"Je fournis à un industriel des matières premières tracées"
Dès que l’on s’engage dans une filière de qualité, nos acheteurs sont exigeants concernant nos pratiques culturales. Tout doit être consigné sur une fiche de traçabilité qui est annexée au contrat de production.
Pour ma part, je produis des haricots sous contrat avec un conserveur, des pommes de terre pour l’exportation et un blé pour une filière « pain du terroir ».
Chacun de ces clients me demande une traçabilité plus ou moins complète de mes interventions.
Je dois donc recopier trois fois mes coordonnées administratives et mes interventions phytosanitaires sur trois documents différents, puis compléter ma fiche pommes de terre avec toutes les opérations de travail du sol. Je dois également indiquer les traitements de désinfection effectués sur les cellules de stockage de blé. Ces fiches de traçabilité doivent être adressées à mes clients avant la récolte pour les haricots ou accompagner chaque livraison de blé. Ces transferts d’information se font par fax ou par courrier, mais je ne suis jamais sûr que l’information soit bien arrivée dans les délais impartis.
Prochainement avec MIA
Avec MIA, une fois les informations saisies, les différents formulaires de mes clients seront remplis automatiquement.
Pour être sûr que la conserverie ait les documents de traçabilité avant la récolte, je lui donnerai l’autorisation de prélever le formulaire que j’aurai déposé à son intention dans mon « coffre fort électronique ». A partir de mon ordinateur de bureau, je pourrai contrôler que ma fiche de traçabilité a bien été relevée.
En blé, en l’absence de fiche de traçabilité particulière, j’utiliserai la fonctionnalité de personnalisation d’une fiche parcellaire et ne sélectionnerai que les interventions de traitements phytosanitaires qui intéressent mon client. Pour les livraisons de pommes de terre, mon client aura fourni à l’administrateur de la plateforme d’échange MIA un modèle de formulaire. A chaque livraison, d’un simple clic, je lui retournerai les informations sous forme d’un fichier de données qui intègreront directement le système informatique de l’entreprise.
Je pourrai toujours, à partir de mon ordinateur, m’assurer de la bonne réception des données envoyées en consultant le journal des échanges.
Avec MIA, au-delà du principe de la saisie unique qui permet d’éditer de multiples fiches de traçabilité à partir d’une seule saisie, c’est la traçabilité des échanges sécurisés qui m’amènera une plus-value certaine dans la gestion de mon exploitation au quotidien.
Jean-Marie Pecquet, directeur de l’AEI-ARSOE de Douai (Association Elevage Informatique)
- "Le système MIA s’appuie sur les acquis d’un réseau performant"
Au départ, nous avons été contactés par la Chambre d’Agriculture. En effet, nous étions déjà impliqués dans le même type de projet dans le secteur de l’élevage par le biais de SYNel (Synergie Elevage) avec l’ensemble des organisations professionnelles d’Elevage (Identification, Contrôle Laitier, Insémination, Groupement de Défense Sanitaire). Le but de MIA était donc d’étendre ce projet à l’ensemble des activités de l’exploitation. Nous apportions à ce projet la complémentarité d’organismes agricoles déjà fédérés autour d’un projet commun, c’est pourquoi il était tout à fait logique de nous associer à cette démarche.
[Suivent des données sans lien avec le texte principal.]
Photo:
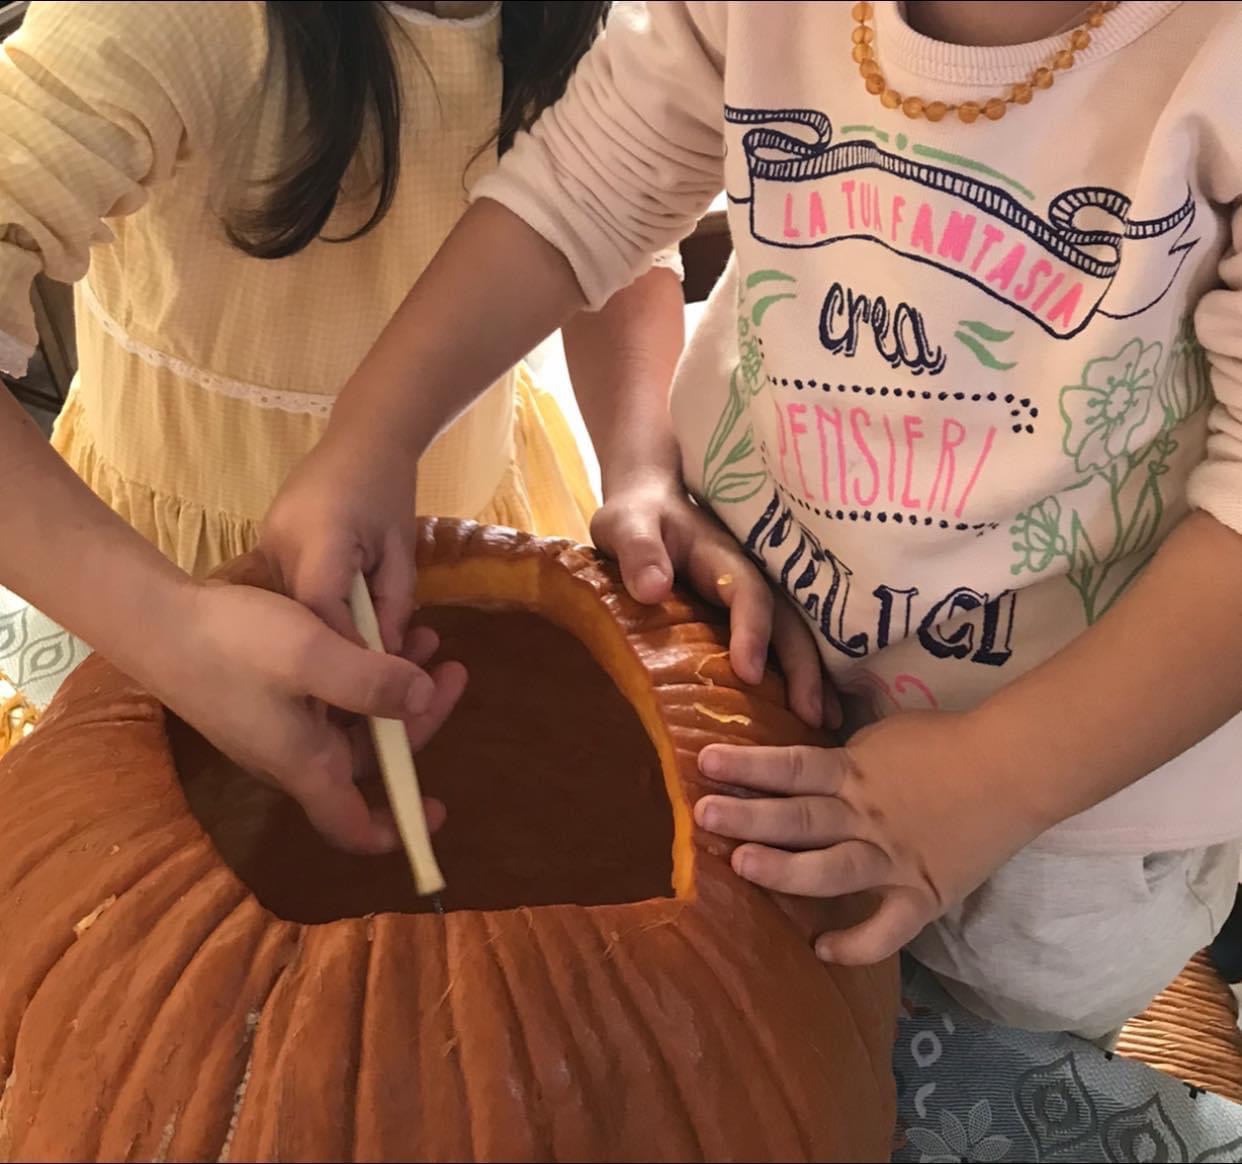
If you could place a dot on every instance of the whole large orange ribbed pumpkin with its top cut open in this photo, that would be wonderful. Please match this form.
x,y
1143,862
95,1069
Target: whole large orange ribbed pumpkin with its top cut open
x,y
189,973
Comment l’AEI est-elle impliquée dans ce projet ?
Aujourd’hui, notre collaboration est principalement technique par le biais de notre participation aux comités de pilotage et groupes d’étude. Effectivement, nous oeuvrons à l’intégration de SYNel dans le logiciel MIA : notre objectif est que la brique « Elevage SYNel » puisse s’intégrer et évoluer facilement dans MIA.
Quels retours MIA peut-il apporter à une association comme la vôtre?
Pour nos actuels utilisateurs, MIA va apporter des fonctionnalités sols et exploitation.
Nous espérons aussi étendre plus largement le système car la démarche est portée par plus d’organismes.
En quoi MIA est-il un bon outil pour l’agriculteur?
Le système MIA s’appuie sur les acquis d’un réseau performant.
C’est un outil complémentaire de l’existant qui permet à l’agriculteur de gérer de manière complète l’ensemble de ses ateliers (cultures, élevages…). Il permet également de répondre aux contraintes administratives.
L’agriculteur se trouve au centre de son système d’information et peut rationaliser ses échanges avec ses partenaires via une plate-forme d’échanges sécurisée : il est donc libre de diffuser ou non ses données d’exploitation.